October 05

Identifying Risk Before Natural Disasters

Any business that operates out of a facility is at constant risk. Natural disasters, whether it be snow, rain, tornadoes, hurricanes, or even earthquakes, have the potential to disrupt business in very serious ways.

Damage or destruction to a facility can seriously damper, or even out right stop, revenue generating activities such as retail (stores being able to open to public, like a Garden Center), production (facilities being able to produce goods like Greenhouses and Sign Manufacturers), or services (like a Veterinary office or Funeral Home). As anyone can see, disruption of any of these activities can cost a business a lot of revenue.

It is imperative that business owners and their teams try to prevent disruptions in business caused by natural disasters as best as they can. Doing so can effectively mitigate the chances of business being disrupted.

Heather Janoski at Cherry Logistics wrote a great piece on ways to identify risk before a natural disaster strikes. The five points of identity she wrote about are as follows:

1. Identify the Critical Functions of Each Facility
The best way to keep each of your facilities protected from a disaster is to determine in advance the critical function of each facility and the exact utilities which are required in order to keep this function operating. Meet with your teams from each facility to assess what systems failure would completely shut down business, and then identify the tools and utilities that control the system. Facilities managers have little control in general over the utility distribution system outside their facilities, but often these utility loops create redundant systems that can provide a backup during a disaster. Go over your site plans and know how to access these systems. Also, umbrella insurance coverage is helpful in the event that any of your utilities are permanently damaged.

2. Identify Technical Threats
An internal network of computers is what keeps pretty much every modern business running. It’s simultaneously the heart and brain of your business. Prepare for power loss or disruption by having plans in place for a failure of system or application software, or a malfunction of the CPU due to power surge. Have numerous backups in place and make sure they are surge protected in the event of a storm. That last thing you want is to lose data because of weather. Also, give your employees access to two-way radios and cell phones so communication is never lost.

3. Identify Single Point Failures
A key point of risk assessment in construction is keeping track of single-point failures or bottlenecks. These are points along your operations wherein an interruption can stop the flow of business entirely. Identify as many of these bottlenecks as you can and, if possible, eliminate them. If the single-point failure could shut down your company, try and find an alternative method. It’s not always simple, but in a facilities crisis, it’s vital to have options.

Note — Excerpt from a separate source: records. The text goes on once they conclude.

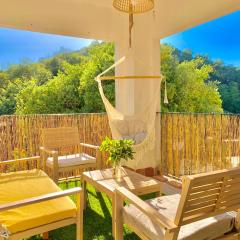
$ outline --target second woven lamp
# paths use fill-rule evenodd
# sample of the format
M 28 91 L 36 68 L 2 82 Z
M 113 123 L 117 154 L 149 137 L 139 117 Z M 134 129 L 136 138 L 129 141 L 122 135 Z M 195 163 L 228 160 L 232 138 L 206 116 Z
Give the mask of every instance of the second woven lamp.
M 145 13 L 154 8 L 154 0 L 113 0 L 113 6 L 129 14 Z

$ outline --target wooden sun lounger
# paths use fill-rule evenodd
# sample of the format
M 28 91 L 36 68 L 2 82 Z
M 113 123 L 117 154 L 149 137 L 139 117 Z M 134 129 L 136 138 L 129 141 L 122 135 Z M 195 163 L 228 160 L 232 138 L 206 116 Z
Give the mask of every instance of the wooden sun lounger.
M 35 180 L 39 184 L 36 184 L 36 182 L 34 184 L 30 183 Z M 13 192 L 14 184 L 17 184 L 16 188 L 19 188 L 20 186 L 19 192 L 21 192 L 22 185 L 18 184 L 19 181 L 26 181 L 24 182 L 24 186 L 26 187 L 26 189 L 29 189 L 29 191 L 34 188 L 36 189 L 33 190 L 32 193 L 29 193 L 28 196 L 32 195 L 32 197 L 23 198 L 22 193 L 18 193 L 17 197 L 8 197 L 8 192 Z M 40 187 L 39 185 L 41 183 L 45 183 L 44 186 Z M 0 233 L 1 228 L 2 230 L 8 230 L 6 226 L 1 225 L 1 222 L 9 224 L 9 226 L 11 225 L 11 230 L 7 232 L 6 236 L 1 236 L 0 234 L 0 240 L 19 240 L 38 234 L 44 234 L 44 239 L 48 239 L 47 233 L 49 231 L 72 224 L 76 224 L 76 240 L 83 239 L 83 199 L 81 188 L 77 187 L 62 191 L 41 170 L 0 174 L 0 188 L 4 189 L 4 186 L 6 186 L 5 195 L 2 195 L 0 197 Z M 8 190 L 7 187 L 9 187 L 10 190 Z M 45 191 L 44 187 L 46 188 L 46 194 L 37 195 L 39 189 L 40 192 Z M 55 191 L 51 192 L 54 189 Z M 70 195 L 76 195 L 76 206 L 68 198 L 68 196 Z M 4 200 L 4 197 L 6 197 L 7 200 L 16 198 L 18 198 L 19 200 L 6 202 Z M 34 206 L 34 204 L 36 204 L 36 207 Z M 45 215 L 41 215 L 41 211 L 43 211 L 44 213 L 44 210 L 48 214 L 48 209 L 52 208 L 52 205 L 54 206 L 54 210 L 52 210 L 51 213 L 52 215 L 50 213 L 46 217 Z M 34 208 L 31 208 L 32 206 L 34 206 Z M 60 210 L 60 213 L 58 212 L 58 210 L 55 209 L 55 206 L 56 209 Z M 34 213 L 38 215 L 36 218 Z M 29 215 L 31 214 L 32 216 L 29 217 Z M 9 218 L 9 216 L 11 216 L 11 219 Z M 26 219 L 24 219 L 25 216 L 27 216 Z M 12 223 L 12 221 L 14 221 L 14 224 Z M 21 221 L 23 222 L 21 223 Z M 38 221 L 39 225 L 37 226 L 36 223 L 31 223 L 34 221 Z M 29 225 L 32 225 L 34 227 L 28 228 Z M 21 230 L 18 231 L 17 229 Z
M 224 219 L 223 215 L 225 214 L 228 214 L 228 217 L 233 214 L 232 220 L 235 220 L 234 214 L 236 212 L 231 212 L 231 214 L 229 212 L 237 211 L 240 208 L 240 168 L 184 177 L 182 193 L 175 196 L 175 205 L 173 202 L 172 208 L 170 207 L 171 214 L 169 215 L 166 213 L 169 207 L 167 206 L 168 202 L 172 198 L 171 196 L 163 196 L 152 200 L 152 202 L 144 202 L 122 187 L 118 188 L 115 194 L 116 240 L 123 239 L 123 224 L 127 224 L 144 240 L 176 240 L 179 239 L 178 237 L 181 235 L 182 228 L 186 229 L 188 226 L 192 228 L 194 223 L 196 223 L 195 226 L 198 228 L 200 223 L 209 221 L 209 219 L 217 221 L 219 216 L 222 216 L 221 219 Z M 167 201 L 166 198 L 168 198 Z M 124 201 L 130 204 L 124 206 Z M 155 206 L 153 204 L 154 201 L 157 202 Z M 137 211 L 138 215 L 135 216 L 132 214 L 133 221 L 129 221 L 127 220 L 129 219 L 128 214 L 131 213 L 132 209 Z M 142 228 L 138 227 L 138 224 L 135 224 L 140 221 L 141 217 L 145 220 L 141 225 Z M 234 226 L 233 221 L 231 220 L 230 222 L 230 220 L 229 223 Z M 155 235 L 151 235 L 150 233 L 152 232 L 150 230 L 144 230 L 145 227 L 149 227 L 146 226 L 148 223 L 153 225 L 152 229 L 153 232 L 155 231 Z M 216 235 L 223 230 L 221 226 L 218 227 L 217 225 L 213 232 Z M 162 233 L 162 236 L 156 236 L 156 232 Z M 195 240 L 201 239 L 201 237 L 205 239 L 203 234 L 204 231 L 198 231 L 198 238 L 192 237 L 188 239 Z M 153 238 L 153 236 L 156 236 L 156 238 Z M 240 233 L 230 229 L 230 231 L 214 239 L 237 240 L 240 239 Z

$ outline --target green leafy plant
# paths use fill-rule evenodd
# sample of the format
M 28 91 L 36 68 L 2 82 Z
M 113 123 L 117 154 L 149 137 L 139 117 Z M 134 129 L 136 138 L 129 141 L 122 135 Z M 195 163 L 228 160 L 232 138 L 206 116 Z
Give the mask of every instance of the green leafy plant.
M 109 154 L 108 162 L 116 166 L 121 159 L 126 161 L 133 159 L 133 144 L 132 140 L 112 140 L 106 137 L 100 146 L 100 151 L 107 152 Z

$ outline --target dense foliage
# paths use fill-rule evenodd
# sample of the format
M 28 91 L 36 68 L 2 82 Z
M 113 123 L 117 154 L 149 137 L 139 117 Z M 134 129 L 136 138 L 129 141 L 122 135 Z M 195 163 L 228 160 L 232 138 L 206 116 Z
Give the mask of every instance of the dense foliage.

4. Identify Structural Weakness
Your facility itself can take immense punishment during a storm or disaster. Go over the exterior of your facility to look for exposed ventilation, damaged or cracked surfaces, and any plants or trees which could damage your facility if they were to fall. Also identify internal structural weaknesses such as supporting walls or pillars. Physical damage to the facility itself is often where recovery costs skyrocket. Risk management courses can also offer many valuable tips in this area.

5. Identify Critical Supplies and Contact Numbers
As a facilities manager, you know what supplies your employees need to do their job and stay protected during a disaster. Make sure all emergency supplies and equipment are accounted for, and take regular inventory to make sure nothing gets lost. Consider that a technical failure can lead to temporary or permanent loss of contact information if backups fail. Be sure to keep a physical record of all your most important numbers.

Following these five important points can be an essential practice in managing the risk of facility damage due to natural disasters and can therefore effectively protect revenue generating activities. With the continued pattern of severe weather, these practices are more imperative than ever.